- Directed by: Robert Z. Leonard
- Written by: George Wells Ruth Brooks Flippen
- Produced by: George Wells
- Starring: Marge Champion Gower Champion Dennis O'Keefe
- Cinematography: William V. Skall
- Edited by: Adrienne Fazan
- Music by: David Rose
- Production company: Metro-Goldwyn-Mayer
- Distributed by: Metro-Goldwyn-Mayer
- Release dates: October 29, 1952 (New York); October 31, 1951 (Los Angeles);
- Running time: 92 minutes
- Country: United States
- Language: English
- Budget: $1,461,000
- Box office: $1,946,000

= Everything I Have Is Yours (film) =

1952 musical by Robert Zigler Leonard

Everything I Have Is Yours is a 1952 American Technicolor musical film directed by Robert Z. Leonard and starring Marge Champion, Gower Champion and Dennis O'Keefe. The film marks the first starring roles for the Champions and writer George Wells' debut as a producer.

==Plot==
Happily married dance team Chuck and Pamela Hubbard have dreamed for years about taking their act to Broadway. After much hard work and perseverance, they are finally afforded a chance to fulfill their dream, but Pamela is pregnant and her doctor forbids her to dance.

==Cast==
- Marge Champion as Pamela Hubbard
- Gower Champion as Chuck Hubbard
- Dennis O'Keefe as Alec Tacksbury
- Monica Lewis as Sybil Meriden
- Dean Miller as Monty Dunstan
- Eduard Franz as Phil Meisner
- John Gallaudet as Ed Holly
- Diane Cassidy as Showgirl
- Elaine Stewart as Showgirl
- Jonathan Cott as Freddie
- Robert Burton as Doctor Charles
- Jean Fenwick as Mrs.
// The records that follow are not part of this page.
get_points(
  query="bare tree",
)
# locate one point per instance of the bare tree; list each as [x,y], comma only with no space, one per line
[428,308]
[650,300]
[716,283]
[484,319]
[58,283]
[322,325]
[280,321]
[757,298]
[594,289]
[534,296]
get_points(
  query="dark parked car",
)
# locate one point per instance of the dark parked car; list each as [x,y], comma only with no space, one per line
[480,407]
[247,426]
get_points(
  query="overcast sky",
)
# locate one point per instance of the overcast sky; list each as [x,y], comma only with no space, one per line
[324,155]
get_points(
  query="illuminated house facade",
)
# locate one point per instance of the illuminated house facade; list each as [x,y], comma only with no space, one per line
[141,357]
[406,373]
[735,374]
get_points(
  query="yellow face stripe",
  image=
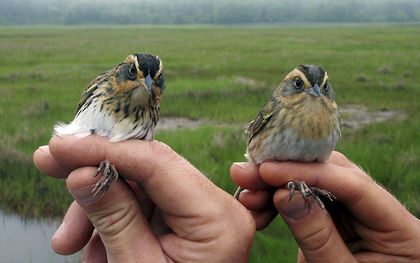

Tirson
- Mimi Gibson as Pamela (age 3)
- William Kerwin as Larry
- Wilson Wood as Roy Tirson

==Reception==
In a contemporary review for The New York Times, critic Bosley Crowther called the film an "extravagant romance" and wrote:As pleasant a couple of hoofers as Marge and Gower Champion are—and there isn't the slightest question that they make a spirited and versatile dancing team—they are scarcely the actors to carry a whole picture of their own. ... [W]hen they are stuck with the necessity of making something of the thoroughly foolish tale of a dancing couple whose domestic life is not too easy, which George Wells has provided for them, the young people show their shortcomings. They are not only mannered in their ways but a certain peculiar pomposity—a sort of snootiness—is evident in Gower. ... [T]he dancing Champions do not look to be likely acting stars. Everything they have is in their four feet, and they'd be wise to stick exclusively to them.Critic Philip K. Scheuer of the Los Angeles Times wrote:"Everything I Have Is Yours" is ours now, and we're the happier for it. Cause of all this unwonted gaiety is the arrival of the warmest, most infectious dancing pair since Fred Astaire swept Ginger Rogers into their first waltz—Marge and Gower Champion. ... What the Champions have is something rarer even than technical proficiency or personality—and that is the quality of refinement. Or it may be, and probably is, that the skill and the personalities are simply natural outward expressions of their innate gentility. One feels they couldn't go wrong if they tried.According to MGM records, the film earned $1,359,000 in the U.S. and Canada and $587,000 elsewhere, resulting in a loss of $459,000.